I (い in hiragana or イ in katakana) is one of the Japanese kana each of which represents one mora. い is based on the sōsho style of the kanji character 以, and イ is from the radical (left part) of the kanji character 伊. In the modern Japanese system of sound order, it occupies the second position of the syllable chart, between あ and う. Additionally, it is the first letter in Iroha, before ろ.  Both represent the sound .  In the Ainu language, katakana イ is written as y in their Latin-based syllable chart, and a small ィ after another katakana represents a diphthong.

Variant forms
Like other vowels, scaled-down versions of the kana (ぃ, ィ) are used to express sounds foreign to the Japanese language, such as フィ (fi). In some Okinawan writing systems, a small ぃ is also combined with the kana く (ku) and ふ to form the digraphs くぃ kwi and ふぃ hwi respectively, although the Ryukyu University system uses the kana ゐ/ヰ instead.

Origin
い comes from the left part of the Kanji 以, while イ originates from the left part of the Kanji 伊. An alternate form - 𛀆, based on the full cursive form of 以 is one of the most common hentaigana, as it merged with い late in the development of modern Japanese writing.

Stroke order

The Hiragana い is made in two strokes:
At the top left, a curved vertical stroke, ending with a hook at the bottom.
At the top right, a shorter stroke, slightly curving in the opposite direction.

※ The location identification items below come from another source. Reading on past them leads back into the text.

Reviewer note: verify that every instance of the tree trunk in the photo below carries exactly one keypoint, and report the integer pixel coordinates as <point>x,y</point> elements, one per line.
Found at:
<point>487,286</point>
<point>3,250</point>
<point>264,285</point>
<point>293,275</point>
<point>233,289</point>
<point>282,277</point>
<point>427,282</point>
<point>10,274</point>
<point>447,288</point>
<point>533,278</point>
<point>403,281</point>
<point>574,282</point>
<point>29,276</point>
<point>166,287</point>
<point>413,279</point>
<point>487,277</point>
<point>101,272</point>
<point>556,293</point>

The Katakana イ is made in two strokes:
At the top, a curved diagonal line going from right to left.
In the center of the last stroke, a vertical line going down.

Other communicative representations

 Full Braille representation

 When lengthening "-i" or "-e" syllables in Japanese braille, a chōon is always used, as is standard in katakana orthography, instead of adding the い / イ kana.